Last month, I wrote about using AWS Glacier Deep Archive for archiving data I didn’t expect to need to ever recover but wanted stored in a safe place just in case. At the end of the article I mentioned that I was already overrunning my expected costs, which should have been something like $3.50 per month for 3.5TB of data.
Within a few weeks my costs for the month were reaching around $20. Considering I specifically clarified the cost structure with AWS support staff before I even started this project and they confirmed that my estimates were accurate, this did not make me happy.
I contacted them again to try to determine what was costing so much money, since their Billing Management Console is often quite hard to decipher. Getting no satisfactory response, I did some more digging. After a few days and several hours of work, I finally found the answer: partial uploads that were being stored in S3 but were invisible in the web portal!
Viewing S3 Partial Multipart Uploads
Using AWS s3api and running the following command, you can see the partial multipart uploads:
aws2 s3api list-multipart-uploads --bucket your-bucket-name
Because my upload script ran on a Windows scheduled task that ran during the night but was automatically stopped during the day to avoid saturating my network, several large files failed to complete the upload process before the process was killed, leaving them in this strange limbo where they were being stored on S3 but not visible by either a standard listing within the AWS CLI or from the web interface. The only way to see them was by using “s3api,” which I hadn’t been using at all up until this point.
Removing S3 Partial Multipart Uploads
Now the question was how to remove them. After a lot of digging, it appeared the only way to remove these partial multipart uploads I was paying for was by adding a lifecycle rule to the bucket. The rule would tell S3 to remove all partial multipart uploads after one day.

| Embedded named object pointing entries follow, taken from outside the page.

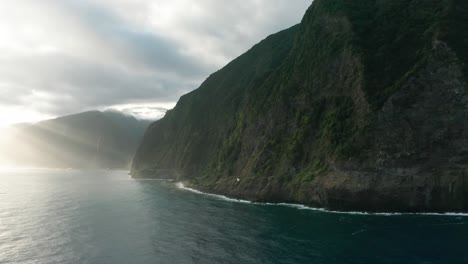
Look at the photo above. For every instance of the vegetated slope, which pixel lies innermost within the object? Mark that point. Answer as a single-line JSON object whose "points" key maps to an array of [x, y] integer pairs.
{"points": [[362, 106], [86, 140]]}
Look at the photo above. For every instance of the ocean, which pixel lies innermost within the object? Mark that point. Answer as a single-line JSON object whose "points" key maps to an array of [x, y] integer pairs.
{"points": [[100, 217]]}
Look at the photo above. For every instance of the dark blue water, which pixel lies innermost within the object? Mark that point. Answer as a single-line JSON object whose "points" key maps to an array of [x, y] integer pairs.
{"points": [[49, 216]]}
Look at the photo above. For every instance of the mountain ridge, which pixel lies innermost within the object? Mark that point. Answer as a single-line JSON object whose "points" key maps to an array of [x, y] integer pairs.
{"points": [[85, 140]]}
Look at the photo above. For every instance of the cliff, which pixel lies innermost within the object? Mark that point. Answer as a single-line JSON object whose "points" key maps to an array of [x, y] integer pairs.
{"points": [[86, 140], [362, 106]]}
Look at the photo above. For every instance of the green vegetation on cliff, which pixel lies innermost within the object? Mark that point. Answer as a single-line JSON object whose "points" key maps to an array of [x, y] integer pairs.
{"points": [[361, 106]]}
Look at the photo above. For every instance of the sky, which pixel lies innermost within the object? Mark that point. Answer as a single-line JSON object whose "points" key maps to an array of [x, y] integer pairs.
{"points": [[59, 57]]}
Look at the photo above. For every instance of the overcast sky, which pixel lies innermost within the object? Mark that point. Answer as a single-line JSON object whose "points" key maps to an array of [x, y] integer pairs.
{"points": [[65, 56]]}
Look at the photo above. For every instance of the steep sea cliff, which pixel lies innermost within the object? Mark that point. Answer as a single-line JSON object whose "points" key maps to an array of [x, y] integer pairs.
{"points": [[362, 106]]}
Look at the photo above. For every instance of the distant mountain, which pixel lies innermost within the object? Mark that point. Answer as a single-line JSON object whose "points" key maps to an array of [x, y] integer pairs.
{"points": [[363, 106], [86, 140]]}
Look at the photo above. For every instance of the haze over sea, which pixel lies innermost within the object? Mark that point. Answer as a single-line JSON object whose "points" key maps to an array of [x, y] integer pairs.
{"points": [[68, 216]]}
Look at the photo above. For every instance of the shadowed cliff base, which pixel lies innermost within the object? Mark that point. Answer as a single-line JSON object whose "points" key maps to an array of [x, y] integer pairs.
{"points": [[362, 106]]}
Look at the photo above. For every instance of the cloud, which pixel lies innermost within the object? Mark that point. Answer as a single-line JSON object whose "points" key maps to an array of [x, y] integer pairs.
{"points": [[61, 57]]}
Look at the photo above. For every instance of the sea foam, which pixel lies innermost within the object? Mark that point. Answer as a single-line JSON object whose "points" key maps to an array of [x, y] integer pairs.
{"points": [[181, 186]]}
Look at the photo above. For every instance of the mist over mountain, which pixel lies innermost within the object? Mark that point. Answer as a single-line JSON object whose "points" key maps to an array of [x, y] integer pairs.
{"points": [[362, 106], [86, 140]]}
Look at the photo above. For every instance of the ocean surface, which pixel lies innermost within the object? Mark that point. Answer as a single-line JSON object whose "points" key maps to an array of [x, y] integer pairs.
{"points": [[68, 216]]}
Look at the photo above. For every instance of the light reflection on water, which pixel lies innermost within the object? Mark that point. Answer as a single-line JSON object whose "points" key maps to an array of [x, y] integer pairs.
{"points": [[70, 216]]}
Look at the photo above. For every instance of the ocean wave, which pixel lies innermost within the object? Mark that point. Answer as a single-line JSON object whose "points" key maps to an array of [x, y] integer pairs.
{"points": [[181, 186]]}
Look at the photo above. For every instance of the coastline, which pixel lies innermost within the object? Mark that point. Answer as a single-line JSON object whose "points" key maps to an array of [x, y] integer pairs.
{"points": [[182, 186]]}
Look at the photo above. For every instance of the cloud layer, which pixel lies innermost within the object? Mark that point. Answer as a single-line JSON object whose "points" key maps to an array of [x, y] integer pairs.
{"points": [[61, 57]]}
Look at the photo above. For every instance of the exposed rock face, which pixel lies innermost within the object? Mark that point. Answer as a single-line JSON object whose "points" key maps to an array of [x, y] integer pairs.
{"points": [[363, 106]]}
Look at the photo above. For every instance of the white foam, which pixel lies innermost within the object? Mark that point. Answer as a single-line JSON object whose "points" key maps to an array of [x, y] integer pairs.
{"points": [[220, 197], [181, 186]]}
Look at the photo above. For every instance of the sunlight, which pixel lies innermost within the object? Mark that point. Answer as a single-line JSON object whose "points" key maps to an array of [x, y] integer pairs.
{"points": [[15, 115]]}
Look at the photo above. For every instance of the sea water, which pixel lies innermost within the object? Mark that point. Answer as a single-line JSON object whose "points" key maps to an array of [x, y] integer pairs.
{"points": [[71, 216]]}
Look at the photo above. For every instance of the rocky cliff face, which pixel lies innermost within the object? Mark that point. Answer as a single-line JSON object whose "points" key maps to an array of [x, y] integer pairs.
{"points": [[362, 106]]}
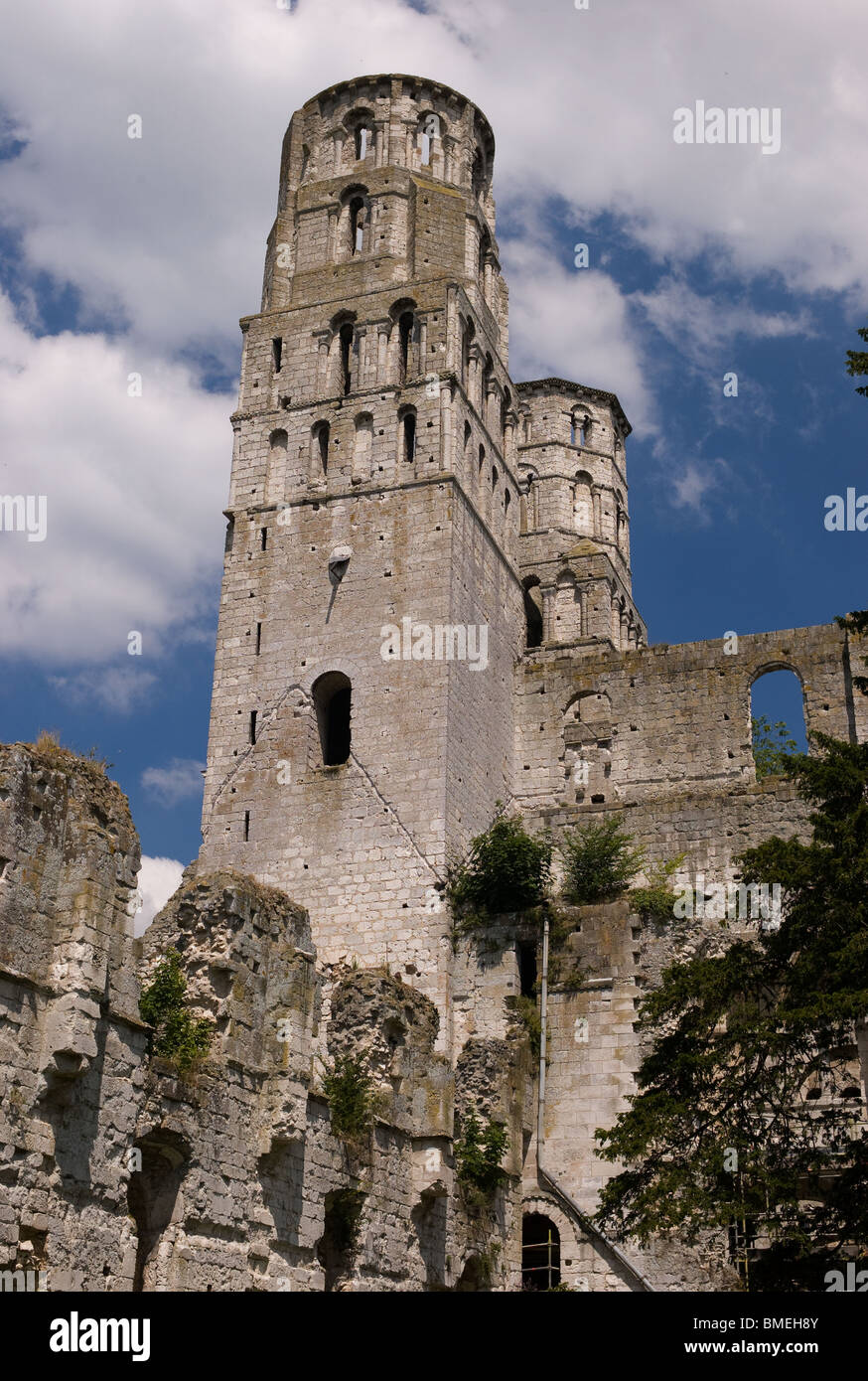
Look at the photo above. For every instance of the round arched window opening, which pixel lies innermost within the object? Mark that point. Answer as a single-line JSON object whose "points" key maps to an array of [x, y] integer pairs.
{"points": [[333, 701], [539, 1253]]}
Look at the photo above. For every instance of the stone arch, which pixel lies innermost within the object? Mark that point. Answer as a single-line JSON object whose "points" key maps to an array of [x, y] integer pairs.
{"points": [[567, 608], [406, 435], [332, 694], [321, 436], [779, 701], [539, 1252], [533, 612], [354, 223], [468, 332], [583, 503], [474, 1275], [343, 353], [404, 339], [277, 443], [152, 1196], [363, 448], [530, 502], [429, 135], [359, 126]]}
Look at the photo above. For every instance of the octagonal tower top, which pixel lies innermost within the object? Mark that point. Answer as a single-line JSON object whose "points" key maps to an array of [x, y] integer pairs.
{"points": [[389, 120]]}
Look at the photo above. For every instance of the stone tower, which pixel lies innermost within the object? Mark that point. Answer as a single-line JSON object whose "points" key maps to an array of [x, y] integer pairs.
{"points": [[371, 615]]}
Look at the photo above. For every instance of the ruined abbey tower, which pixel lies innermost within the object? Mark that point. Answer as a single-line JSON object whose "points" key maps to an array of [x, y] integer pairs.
{"points": [[427, 609]]}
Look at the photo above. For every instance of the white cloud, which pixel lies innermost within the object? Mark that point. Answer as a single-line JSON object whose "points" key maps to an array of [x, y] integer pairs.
{"points": [[156, 882], [169, 230], [696, 482], [702, 323], [134, 491], [180, 781], [163, 236], [571, 323]]}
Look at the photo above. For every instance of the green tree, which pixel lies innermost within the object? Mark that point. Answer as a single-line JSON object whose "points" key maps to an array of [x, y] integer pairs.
{"points": [[856, 623], [772, 747], [857, 362], [479, 1153], [177, 1034], [599, 860], [726, 1125], [506, 870]]}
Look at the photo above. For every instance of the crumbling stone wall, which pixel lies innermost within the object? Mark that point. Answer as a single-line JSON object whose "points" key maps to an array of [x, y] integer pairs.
{"points": [[121, 1172]]}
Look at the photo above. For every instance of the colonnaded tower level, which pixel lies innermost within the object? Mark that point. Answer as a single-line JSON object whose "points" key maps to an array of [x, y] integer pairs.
{"points": [[386, 473]]}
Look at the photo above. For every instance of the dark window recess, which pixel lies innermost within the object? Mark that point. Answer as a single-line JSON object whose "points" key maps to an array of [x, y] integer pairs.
{"points": [[347, 344], [408, 427], [404, 333], [527, 970], [539, 1253], [333, 700], [533, 618]]}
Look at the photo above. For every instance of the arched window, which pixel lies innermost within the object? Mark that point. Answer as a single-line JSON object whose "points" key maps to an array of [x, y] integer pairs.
{"points": [[319, 445], [467, 339], [578, 428], [363, 446], [428, 131], [357, 226], [478, 174], [346, 346], [406, 425], [333, 703], [539, 1253], [583, 503], [530, 500], [533, 612], [777, 718], [404, 336], [362, 141]]}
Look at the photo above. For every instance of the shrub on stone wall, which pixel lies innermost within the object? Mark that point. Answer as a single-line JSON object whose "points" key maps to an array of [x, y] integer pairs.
{"points": [[177, 1034], [506, 870], [353, 1100], [599, 860], [657, 899], [478, 1157]]}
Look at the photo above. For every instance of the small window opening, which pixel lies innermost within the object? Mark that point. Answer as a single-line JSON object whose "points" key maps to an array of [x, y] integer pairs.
{"points": [[347, 344], [404, 333], [333, 701], [539, 1253], [527, 970], [408, 427], [357, 226], [533, 615], [321, 436]]}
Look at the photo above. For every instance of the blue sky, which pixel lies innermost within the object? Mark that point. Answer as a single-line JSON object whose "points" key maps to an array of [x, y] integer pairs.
{"points": [[137, 257]]}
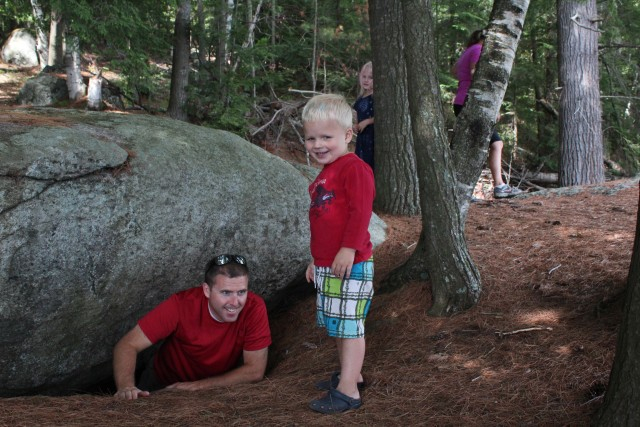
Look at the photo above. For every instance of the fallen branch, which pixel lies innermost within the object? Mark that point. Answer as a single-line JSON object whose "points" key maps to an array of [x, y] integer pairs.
{"points": [[501, 334]]}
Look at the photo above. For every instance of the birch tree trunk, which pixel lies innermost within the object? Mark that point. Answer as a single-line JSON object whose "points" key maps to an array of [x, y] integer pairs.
{"points": [[202, 35], [581, 150], [75, 85], [94, 93], [180, 64], [470, 143], [56, 40], [42, 45], [396, 176], [441, 241]]}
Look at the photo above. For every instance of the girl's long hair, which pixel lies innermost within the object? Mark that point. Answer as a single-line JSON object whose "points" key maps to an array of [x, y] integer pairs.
{"points": [[368, 65]]}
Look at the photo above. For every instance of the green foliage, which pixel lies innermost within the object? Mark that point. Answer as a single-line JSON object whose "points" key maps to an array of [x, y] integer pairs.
{"points": [[14, 14], [133, 35]]}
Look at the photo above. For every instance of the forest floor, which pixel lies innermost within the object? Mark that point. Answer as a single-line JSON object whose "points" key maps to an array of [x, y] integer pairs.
{"points": [[535, 351]]}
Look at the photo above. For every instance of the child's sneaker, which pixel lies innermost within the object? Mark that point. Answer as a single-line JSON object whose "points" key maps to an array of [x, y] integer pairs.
{"points": [[503, 191]]}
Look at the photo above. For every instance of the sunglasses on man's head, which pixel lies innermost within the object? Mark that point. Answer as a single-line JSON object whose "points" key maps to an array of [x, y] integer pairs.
{"points": [[225, 259]]}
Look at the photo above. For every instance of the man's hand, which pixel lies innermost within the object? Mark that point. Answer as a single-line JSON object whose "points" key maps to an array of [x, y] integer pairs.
{"points": [[343, 262], [130, 393], [310, 272], [189, 386]]}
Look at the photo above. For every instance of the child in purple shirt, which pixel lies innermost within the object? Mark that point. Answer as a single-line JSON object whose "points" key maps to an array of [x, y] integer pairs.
{"points": [[464, 71]]}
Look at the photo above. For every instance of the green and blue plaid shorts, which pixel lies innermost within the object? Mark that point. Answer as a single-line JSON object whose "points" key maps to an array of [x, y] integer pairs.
{"points": [[342, 304]]}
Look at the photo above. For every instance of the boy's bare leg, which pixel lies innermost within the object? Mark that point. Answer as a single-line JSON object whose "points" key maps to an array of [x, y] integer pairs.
{"points": [[351, 352], [495, 162]]}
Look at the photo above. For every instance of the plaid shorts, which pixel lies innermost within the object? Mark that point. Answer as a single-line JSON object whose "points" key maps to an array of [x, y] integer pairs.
{"points": [[343, 304]]}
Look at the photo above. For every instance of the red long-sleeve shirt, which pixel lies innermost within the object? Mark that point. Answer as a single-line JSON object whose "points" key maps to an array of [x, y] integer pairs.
{"points": [[341, 206]]}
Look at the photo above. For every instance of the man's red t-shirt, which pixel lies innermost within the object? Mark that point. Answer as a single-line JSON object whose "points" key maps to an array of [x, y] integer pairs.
{"points": [[196, 346], [341, 205]]}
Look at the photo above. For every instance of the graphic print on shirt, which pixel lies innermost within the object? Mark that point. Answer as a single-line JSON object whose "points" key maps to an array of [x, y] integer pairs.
{"points": [[321, 198]]}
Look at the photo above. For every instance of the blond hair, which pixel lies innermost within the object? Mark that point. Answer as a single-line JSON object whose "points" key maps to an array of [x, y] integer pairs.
{"points": [[367, 66], [328, 107]]}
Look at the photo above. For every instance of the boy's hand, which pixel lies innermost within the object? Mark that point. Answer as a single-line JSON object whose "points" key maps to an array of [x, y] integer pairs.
{"points": [[343, 262], [309, 272]]}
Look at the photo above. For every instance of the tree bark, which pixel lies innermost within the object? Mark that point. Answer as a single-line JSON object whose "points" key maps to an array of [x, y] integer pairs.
{"points": [[42, 45], [56, 40], [180, 65], [473, 126], [581, 150], [396, 176], [94, 93], [202, 36], [75, 85], [455, 280], [620, 407]]}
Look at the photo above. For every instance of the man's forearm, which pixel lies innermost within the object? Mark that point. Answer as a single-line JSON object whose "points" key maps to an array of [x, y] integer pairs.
{"points": [[124, 366], [240, 375]]}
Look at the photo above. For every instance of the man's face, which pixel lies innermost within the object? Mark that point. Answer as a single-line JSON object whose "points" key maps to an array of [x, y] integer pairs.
{"points": [[227, 296]]}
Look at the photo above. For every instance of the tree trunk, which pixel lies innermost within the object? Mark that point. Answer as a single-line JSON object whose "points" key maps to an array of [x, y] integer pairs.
{"points": [[94, 93], [621, 406], [470, 143], [581, 157], [202, 36], [314, 59], [396, 176], [455, 280], [473, 126], [75, 85], [224, 34], [42, 45], [180, 64], [56, 40]]}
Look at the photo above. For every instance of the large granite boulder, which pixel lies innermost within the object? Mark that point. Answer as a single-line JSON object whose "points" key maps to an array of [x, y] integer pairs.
{"points": [[43, 90], [104, 215], [20, 49]]}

After putting this rule and place and running the above s3api command listed above, the partial multipart uploads were cleaned up after a couple of days. Luckily AWS support refunded the costs for these expensive multipart uploads I was unknowingly storing since they weren’t able to resolve my problem.
As expected from the outset, there were unexpected costs to using AWS S3 Glacier Deep Archive, and this is probably the number one reason to avoid the service if cost is of great concern to you like it is to me. I don’t think there’s been a single AWS service that I’ve used that hasn’t cost more than I first expected because it’s very hard to estimate all of the services you’ll end up using by the end of your project. As you can see in the following bill, even though the costs are much more reasonable, I didn’t know the “UploadPart requests in US East (Ohio)” were going to cost $2.49 because who can predict how many requests are going to be made during the upload process? I uploaded about 200 large files total, yet that resulted in 498,884 requests…okay, whatever, Amazon.
The second reason to avoid AWS S3 Glacier Deep Archive is the cost of recovery. If I ever need to recover my data from the service, I shudder to think how large that bill will be by the end.
Despite some downsides, Deep Archive has been working very well for me. My script pushes new data to the service each night, and cost of storage has leveled out to what I originally expected since discovering the partial multipart upload issue.
However, if you want a super-simple solution with unlimited storage and a fixed price (currently $6/month) including retrieval costs, you might want to check out Backblaze. I recently tried that and I’ll share my experiences with it soon.